Digital workplace tools are evolving and the rise of Slack is boosting competition around enterprise communication platforms. However, despite the plentiful offer, finding the appropriate tool for the teams or organization can be a challenging task.

Lee Bryant shares a valuable framework to support companies in their digital transformation for more efficient collaboration. By looking at the level of intimacy and scale between individuals or teams, qualify the collaboration speed within the different part of the organization, separate use cases and their matching platform types can be associated.

Within an organization, there are usually 3 levels of intimacy and scale when collaboration takes place between individuals:

  • The small team (10-20 people)
  • The department (100-1000 people)
  • The firm (1000’s people)

Within those levels of intimacy, collaboration can be done at 3 different speed levels:

  • Synchronous (the information sharing is immediate)
  • Semi synchronous (content evolves over time)
  • Asynchronous (key pieces of knowledge revised rarely)

Mapping the levels of intimacy with the collaborating speeds leads to 3 key use cases

  • Real time collaboration among small teams: chat tools
  • Department-level coordination of project space, communities and networks: enterprise social networks and wikis
  • Firm-wide sharing and signalling: social intranet and enterprise social networks

The emerging opportunity here is to turn the unstructured content from ephemeral chat into more permanent actionable knowledge that can be communicated and shared to wider groups. Part of it will in time be done by AI or cognitive computing method but most of it can be done through regular content curation.

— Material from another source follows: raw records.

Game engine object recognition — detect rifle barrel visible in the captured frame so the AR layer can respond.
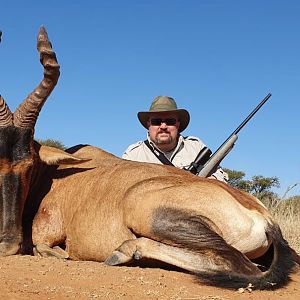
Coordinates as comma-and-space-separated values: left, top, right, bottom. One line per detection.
232, 93, 272, 134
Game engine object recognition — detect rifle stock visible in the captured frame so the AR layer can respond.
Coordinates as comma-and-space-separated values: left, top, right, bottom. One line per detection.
192, 93, 272, 177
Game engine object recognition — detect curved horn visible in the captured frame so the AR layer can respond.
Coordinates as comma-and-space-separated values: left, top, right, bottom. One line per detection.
0, 95, 12, 126
14, 27, 60, 128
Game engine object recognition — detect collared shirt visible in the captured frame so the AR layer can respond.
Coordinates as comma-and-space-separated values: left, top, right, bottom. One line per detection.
122, 135, 228, 182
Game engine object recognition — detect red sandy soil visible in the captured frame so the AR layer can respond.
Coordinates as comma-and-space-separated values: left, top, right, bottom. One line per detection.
0, 255, 300, 300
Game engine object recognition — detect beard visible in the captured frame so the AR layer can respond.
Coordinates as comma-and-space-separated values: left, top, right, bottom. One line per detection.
154, 132, 174, 145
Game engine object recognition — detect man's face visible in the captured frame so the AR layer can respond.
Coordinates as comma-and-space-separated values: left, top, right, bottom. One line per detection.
148, 113, 180, 151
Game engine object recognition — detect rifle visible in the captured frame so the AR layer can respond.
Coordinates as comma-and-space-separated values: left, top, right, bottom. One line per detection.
187, 93, 272, 177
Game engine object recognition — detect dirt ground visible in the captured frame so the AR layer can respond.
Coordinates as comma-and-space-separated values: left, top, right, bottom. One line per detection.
0, 255, 300, 300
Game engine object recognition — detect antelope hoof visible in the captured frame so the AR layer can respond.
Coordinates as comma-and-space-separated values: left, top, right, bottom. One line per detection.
33, 244, 69, 259
104, 250, 133, 266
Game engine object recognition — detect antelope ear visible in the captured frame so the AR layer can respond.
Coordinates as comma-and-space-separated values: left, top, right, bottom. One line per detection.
37, 145, 90, 165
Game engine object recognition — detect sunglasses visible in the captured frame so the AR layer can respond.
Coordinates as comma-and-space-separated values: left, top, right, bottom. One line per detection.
150, 118, 177, 126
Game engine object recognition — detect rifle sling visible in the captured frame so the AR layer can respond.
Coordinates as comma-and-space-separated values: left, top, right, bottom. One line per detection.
144, 140, 175, 167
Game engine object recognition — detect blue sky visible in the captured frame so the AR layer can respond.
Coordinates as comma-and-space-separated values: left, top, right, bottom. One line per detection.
0, 0, 300, 195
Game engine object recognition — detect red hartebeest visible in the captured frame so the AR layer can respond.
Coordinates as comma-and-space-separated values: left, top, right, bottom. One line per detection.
0, 28, 299, 289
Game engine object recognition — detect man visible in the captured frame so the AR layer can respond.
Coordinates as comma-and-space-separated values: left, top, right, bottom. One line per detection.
122, 96, 228, 182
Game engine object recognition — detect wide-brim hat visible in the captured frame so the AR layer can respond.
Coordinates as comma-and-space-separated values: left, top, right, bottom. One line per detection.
137, 96, 190, 132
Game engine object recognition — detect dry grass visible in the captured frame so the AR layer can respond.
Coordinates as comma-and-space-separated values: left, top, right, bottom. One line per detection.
264, 197, 300, 254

According to Lee Bryant: “Platforms like elium (…) have remained focused on knowledge curation and concrete use cases such as market intelligence, innovation and research since their early days as Knowledge Plaza. Whilst the platform has added collaboration, social networking and sharing features over the years, what they do best is provide a great experience for knowledge curation. (…) Their clients place (great value) on well-curated and effectively-communicated knowledge within their organisations.

Their new release doubles down on this value proposition with a super-simple unified content format for stories combined with fine-grained faceted search and targeted sharing features. If they continue to improve their integrations with tools like Slack and (perhaps more importantly in the enterprise) Microsoft Teams and Office 365, then there is certainly a space – and a need – for a knowledge curation platform such as elium somewhere between the ephemera of unstructured micro-content and the rolling plains of the company-wide ESN or social intranet.”

Turning content into knowledge, and conversation into learning, becomes more important as online engagement in the digital workplace increases. The organisation ability to foster learning communities will be decisive to enable knowledge curation. The right sharing platform makes it easy to find, collate and curate engaging content, leading to a more efficient knowledge-centric organization.